Flooding begins when stream discharge increases and the river reaches flood stage, which means water is high enough to overflow onto nearby land. As water spreads across the floodplain, it slows down and can drop sediment such as sand, silt, and clay. Natural floodplains can reduce flood damage by storing extra water, but levees and dams can change where and how flooding happens. A 100-year flood and a 500-year flood describe probabilities, not a fixed schedule.
Key Facts
- Discharge is the volume of water moving past a point each second: Q = A v.
- A river floods when water level rises above bankfull stage and spills onto the floodplain.
- Heavy rainfall, snowmelt, saturated soil, and rapid runoff can all increase river discharge.
- A 100-year flood has a 1 percent chance of being equaled or exceeded in any given year.
- A 500-year flood has a 0.2 percent chance of being equaled or exceeded in any given year.
- Floodwater usually moves slower on the floodplain than in the channel, so it deposits sediment.
Vocabulary
- Floodplain
- A floodplain is the flat or gently sloping land beside a river that is naturally covered by water during floods.
- Flood stage
- Flood stage is the water level at which a river begins to cause flooding in nearby areas.
- Discharge
- Discharge is the amount of water flowing through a river channel per unit of time.
- Levee
- A levee is a natural or human-made raised barrier along a river that helps keep floodwater inside the channel.
- Runoff
- Runoff is water from rain or melting snow that flows over the land surface into streams and rivers.
Common Mistakes to Avoid
- Thinking a 100-year flood happens exactly once every 100 years.
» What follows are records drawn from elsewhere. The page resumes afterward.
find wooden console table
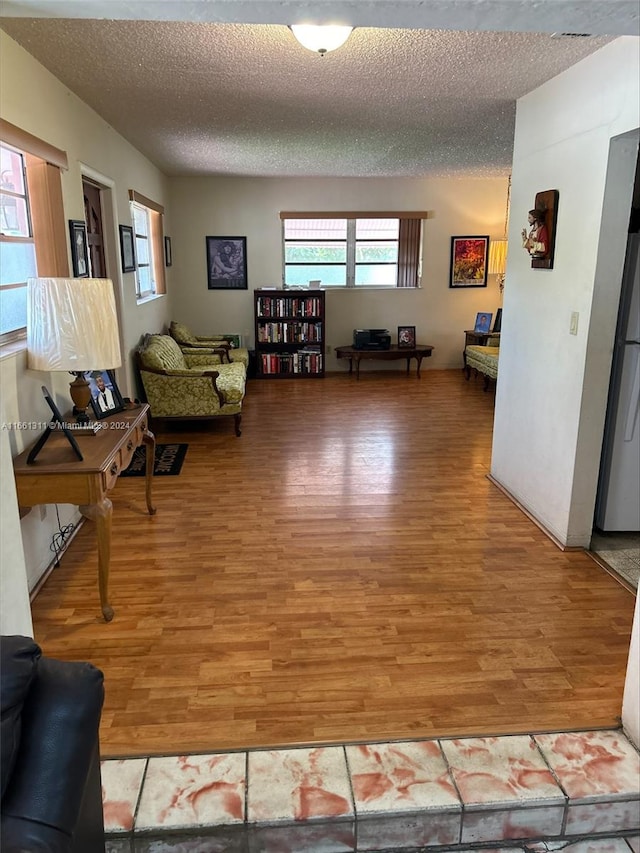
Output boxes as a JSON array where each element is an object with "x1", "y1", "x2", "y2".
[
  {"x1": 13, "y1": 404, "x2": 156, "y2": 622},
  {"x1": 336, "y1": 344, "x2": 434, "y2": 379}
]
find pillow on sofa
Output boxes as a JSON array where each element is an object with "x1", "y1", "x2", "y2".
[{"x1": 0, "y1": 636, "x2": 41, "y2": 799}]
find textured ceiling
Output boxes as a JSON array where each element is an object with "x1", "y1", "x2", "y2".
[{"x1": 0, "y1": 8, "x2": 628, "y2": 178}]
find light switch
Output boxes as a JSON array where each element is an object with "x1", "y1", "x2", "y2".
[{"x1": 570, "y1": 312, "x2": 579, "y2": 335}]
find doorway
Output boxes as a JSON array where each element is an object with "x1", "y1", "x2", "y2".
[
  {"x1": 591, "y1": 146, "x2": 640, "y2": 592},
  {"x1": 83, "y1": 179, "x2": 106, "y2": 277}
]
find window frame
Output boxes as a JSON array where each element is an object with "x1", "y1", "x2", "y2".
[
  {"x1": 281, "y1": 211, "x2": 426, "y2": 290},
  {"x1": 0, "y1": 123, "x2": 68, "y2": 345},
  {"x1": 0, "y1": 144, "x2": 34, "y2": 342},
  {"x1": 128, "y1": 190, "x2": 166, "y2": 302},
  {"x1": 131, "y1": 200, "x2": 154, "y2": 299}
]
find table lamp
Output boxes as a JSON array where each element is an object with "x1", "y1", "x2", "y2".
[
  {"x1": 27, "y1": 277, "x2": 122, "y2": 423},
  {"x1": 488, "y1": 239, "x2": 508, "y2": 293}
]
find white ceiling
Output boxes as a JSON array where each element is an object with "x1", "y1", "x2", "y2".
[{"x1": 1, "y1": 1, "x2": 637, "y2": 178}]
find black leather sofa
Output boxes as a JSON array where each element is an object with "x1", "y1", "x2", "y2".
[{"x1": 1, "y1": 635, "x2": 105, "y2": 853}]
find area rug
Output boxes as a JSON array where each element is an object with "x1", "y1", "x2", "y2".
[{"x1": 120, "y1": 443, "x2": 188, "y2": 477}]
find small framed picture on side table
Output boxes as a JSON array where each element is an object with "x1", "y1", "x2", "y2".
[
  {"x1": 398, "y1": 326, "x2": 416, "y2": 348},
  {"x1": 85, "y1": 370, "x2": 125, "y2": 419},
  {"x1": 474, "y1": 312, "x2": 493, "y2": 334}
]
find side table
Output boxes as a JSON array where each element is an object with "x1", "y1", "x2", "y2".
[
  {"x1": 336, "y1": 344, "x2": 434, "y2": 379},
  {"x1": 12, "y1": 404, "x2": 156, "y2": 622}
]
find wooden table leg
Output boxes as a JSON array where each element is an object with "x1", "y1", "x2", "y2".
[
  {"x1": 80, "y1": 497, "x2": 114, "y2": 622},
  {"x1": 142, "y1": 428, "x2": 157, "y2": 515},
  {"x1": 355, "y1": 356, "x2": 361, "y2": 380},
  {"x1": 406, "y1": 357, "x2": 411, "y2": 374},
  {"x1": 416, "y1": 355, "x2": 424, "y2": 377},
  {"x1": 348, "y1": 357, "x2": 353, "y2": 375}
]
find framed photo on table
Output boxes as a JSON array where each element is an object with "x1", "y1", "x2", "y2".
[
  {"x1": 69, "y1": 220, "x2": 89, "y2": 278},
  {"x1": 206, "y1": 237, "x2": 248, "y2": 290},
  {"x1": 398, "y1": 326, "x2": 416, "y2": 348},
  {"x1": 85, "y1": 370, "x2": 125, "y2": 419},
  {"x1": 449, "y1": 236, "x2": 489, "y2": 288},
  {"x1": 474, "y1": 312, "x2": 493, "y2": 334}
]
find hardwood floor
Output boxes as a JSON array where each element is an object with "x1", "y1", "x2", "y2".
[{"x1": 30, "y1": 370, "x2": 636, "y2": 757}]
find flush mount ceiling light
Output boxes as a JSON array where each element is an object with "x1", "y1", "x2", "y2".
[{"x1": 290, "y1": 24, "x2": 353, "y2": 56}]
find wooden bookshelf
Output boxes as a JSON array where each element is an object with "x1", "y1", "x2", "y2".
[{"x1": 254, "y1": 289, "x2": 325, "y2": 378}]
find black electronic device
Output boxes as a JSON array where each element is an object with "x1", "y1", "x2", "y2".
[
  {"x1": 353, "y1": 329, "x2": 392, "y2": 350},
  {"x1": 27, "y1": 386, "x2": 84, "y2": 464}
]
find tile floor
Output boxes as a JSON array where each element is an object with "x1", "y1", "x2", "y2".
[
  {"x1": 590, "y1": 532, "x2": 640, "y2": 591},
  {"x1": 102, "y1": 728, "x2": 640, "y2": 852}
]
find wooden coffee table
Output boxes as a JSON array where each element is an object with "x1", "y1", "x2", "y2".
[{"x1": 336, "y1": 344, "x2": 434, "y2": 379}]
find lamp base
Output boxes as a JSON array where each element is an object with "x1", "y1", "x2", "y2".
[
  {"x1": 69, "y1": 373, "x2": 92, "y2": 424},
  {"x1": 72, "y1": 406, "x2": 91, "y2": 424}
]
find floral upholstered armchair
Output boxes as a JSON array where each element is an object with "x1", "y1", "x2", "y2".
[
  {"x1": 136, "y1": 334, "x2": 246, "y2": 435},
  {"x1": 169, "y1": 321, "x2": 249, "y2": 369}
]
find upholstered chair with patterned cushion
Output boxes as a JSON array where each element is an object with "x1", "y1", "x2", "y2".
[
  {"x1": 464, "y1": 344, "x2": 499, "y2": 391},
  {"x1": 169, "y1": 321, "x2": 250, "y2": 369},
  {"x1": 136, "y1": 334, "x2": 246, "y2": 435}
]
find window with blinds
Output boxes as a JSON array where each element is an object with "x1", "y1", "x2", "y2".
[
  {"x1": 282, "y1": 215, "x2": 422, "y2": 288},
  {"x1": 0, "y1": 144, "x2": 36, "y2": 339},
  {"x1": 128, "y1": 190, "x2": 166, "y2": 301}
]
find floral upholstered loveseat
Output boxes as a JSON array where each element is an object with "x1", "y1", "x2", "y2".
[
  {"x1": 169, "y1": 321, "x2": 250, "y2": 369},
  {"x1": 136, "y1": 334, "x2": 246, "y2": 435},
  {"x1": 464, "y1": 341, "x2": 499, "y2": 391}
]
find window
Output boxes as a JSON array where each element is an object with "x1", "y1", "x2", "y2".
[
  {"x1": 0, "y1": 144, "x2": 36, "y2": 339},
  {"x1": 132, "y1": 202, "x2": 153, "y2": 298},
  {"x1": 0, "y1": 121, "x2": 68, "y2": 344},
  {"x1": 128, "y1": 190, "x2": 165, "y2": 301},
  {"x1": 355, "y1": 219, "x2": 399, "y2": 286},
  {"x1": 282, "y1": 214, "x2": 423, "y2": 288}
]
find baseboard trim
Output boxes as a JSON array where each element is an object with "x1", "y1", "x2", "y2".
[{"x1": 486, "y1": 474, "x2": 583, "y2": 553}]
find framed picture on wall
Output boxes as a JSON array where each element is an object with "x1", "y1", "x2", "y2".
[
  {"x1": 69, "y1": 220, "x2": 89, "y2": 278},
  {"x1": 206, "y1": 236, "x2": 248, "y2": 290},
  {"x1": 119, "y1": 225, "x2": 136, "y2": 273},
  {"x1": 449, "y1": 236, "x2": 489, "y2": 288}
]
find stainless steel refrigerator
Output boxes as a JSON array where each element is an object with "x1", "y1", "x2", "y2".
[{"x1": 595, "y1": 232, "x2": 640, "y2": 531}]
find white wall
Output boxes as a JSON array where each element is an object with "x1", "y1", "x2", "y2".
[
  {"x1": 168, "y1": 175, "x2": 508, "y2": 369},
  {"x1": 0, "y1": 31, "x2": 174, "y2": 605},
  {"x1": 622, "y1": 595, "x2": 639, "y2": 748},
  {"x1": 0, "y1": 417, "x2": 33, "y2": 637},
  {"x1": 492, "y1": 37, "x2": 640, "y2": 747},
  {"x1": 491, "y1": 37, "x2": 640, "y2": 547},
  {"x1": 0, "y1": 31, "x2": 174, "y2": 387}
]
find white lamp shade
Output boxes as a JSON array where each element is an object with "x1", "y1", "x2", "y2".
[
  {"x1": 27, "y1": 277, "x2": 122, "y2": 372},
  {"x1": 290, "y1": 25, "x2": 353, "y2": 54},
  {"x1": 488, "y1": 240, "x2": 508, "y2": 275}
]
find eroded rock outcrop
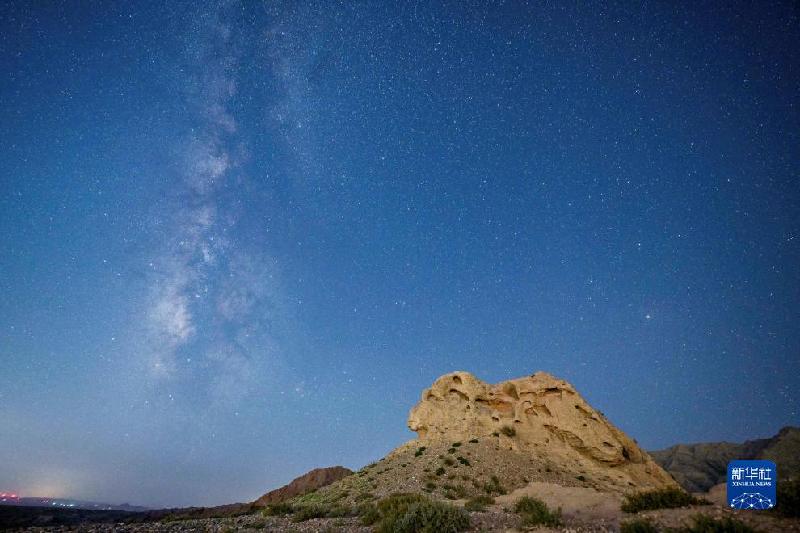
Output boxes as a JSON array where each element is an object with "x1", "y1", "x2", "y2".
[{"x1": 408, "y1": 371, "x2": 676, "y2": 491}]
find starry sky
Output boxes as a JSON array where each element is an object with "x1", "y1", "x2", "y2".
[{"x1": 1, "y1": 0, "x2": 798, "y2": 509}]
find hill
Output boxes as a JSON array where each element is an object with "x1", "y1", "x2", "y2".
[
  {"x1": 307, "y1": 371, "x2": 676, "y2": 508},
  {"x1": 650, "y1": 426, "x2": 800, "y2": 492}
]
This is wrong because it means a 1 percent chance each year, so two 100-year floods can happen close together.
- Assuming levees eliminate flood risk. This is wrong because levees can fail, be overtopped, or push floodwater faster and higher downstream.
- Confusing floodplain with river channel. This is wrong because the channel normally carries the river, while the floodplain is the nearby land that stores overflow water during floods.
- Ignoring soil saturation when predicting floods. This is wrong because wet soil cannot absorb much more water, so more rainfall becomes runoff that raises river levels.
Practice Questions
- 1 A river cross section has an area of 40 m2 and an average water speed of 2.5 m/s. What is the discharge in m3/s?
- 2 A flood with a 1 percent annual chance occurs in a town. What is the probability, in percent, that this flood level is not reached in a single year?
- 3 A town builds a high levee along one side of a river. Explain one way the levee could reduce local flooding and one way it could increase flood risk elsewhere.